New nanocrystals could allow for night vision technology to be applied to a conventional pair of glasses.
Researchers at ANU used an array of nanoparticles, just 500 times smaller than a human hair, to create what’s called a metamaterial with superior capabilities.
The nanocrystals when powered, can convert photons of infrared light into visible light.
The nano crystals are so small they could be fitted as an ultra-thin film to normal eye glasses to enable night vision.
Professor Dragomir Neshev from ANU said the new night-vision glasses could replace the cumbersome and bulky night-vision binoculars currently in use. He said:
“The nano crystals are so small they could be fitted as an ultra-thin film to normal eye glasses to enable night vision.
This tiny device could have other exciting uses including in anti-counterfeit devices in bank notes, imaging cells for medical applications and holograms.”
Ultra-thin nano crystal film developed at ANU.

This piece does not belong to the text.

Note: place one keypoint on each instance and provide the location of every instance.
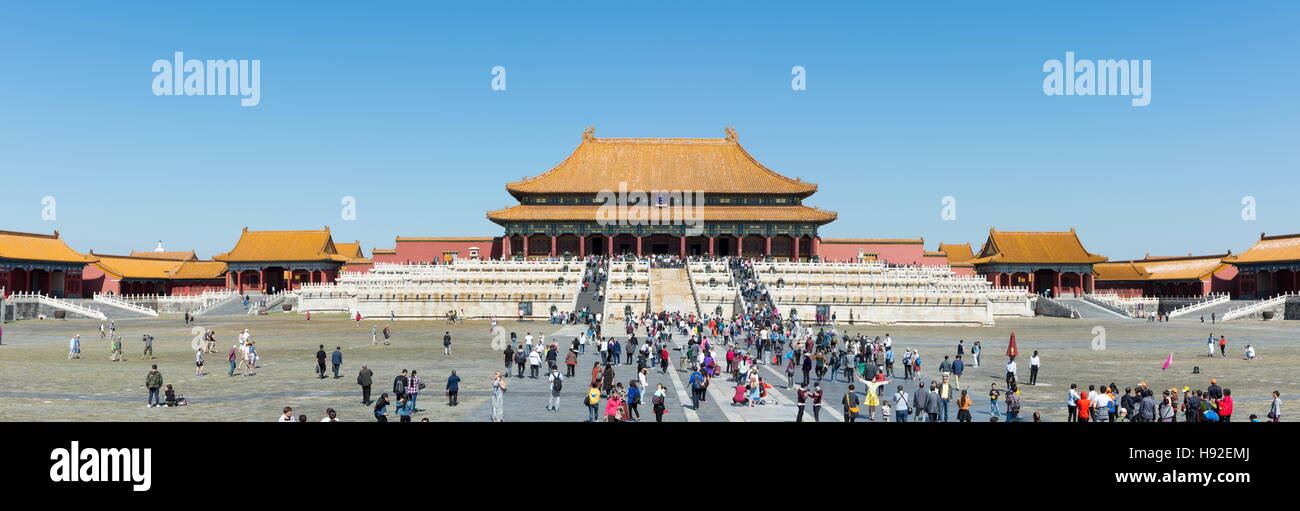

Co-researcher Dr Mohsen Rahmani said the ANU team’s achievement was a big milestone in the field of nanophotonics, which involves the study of behaviour of light and interaction of objects with light at the nano-scale. He said:
“These semi-conductor nano-crystals can transfer the highest intensity of light and engineer complex light beams that could be used with a laser to project a holographic image in modern displays.”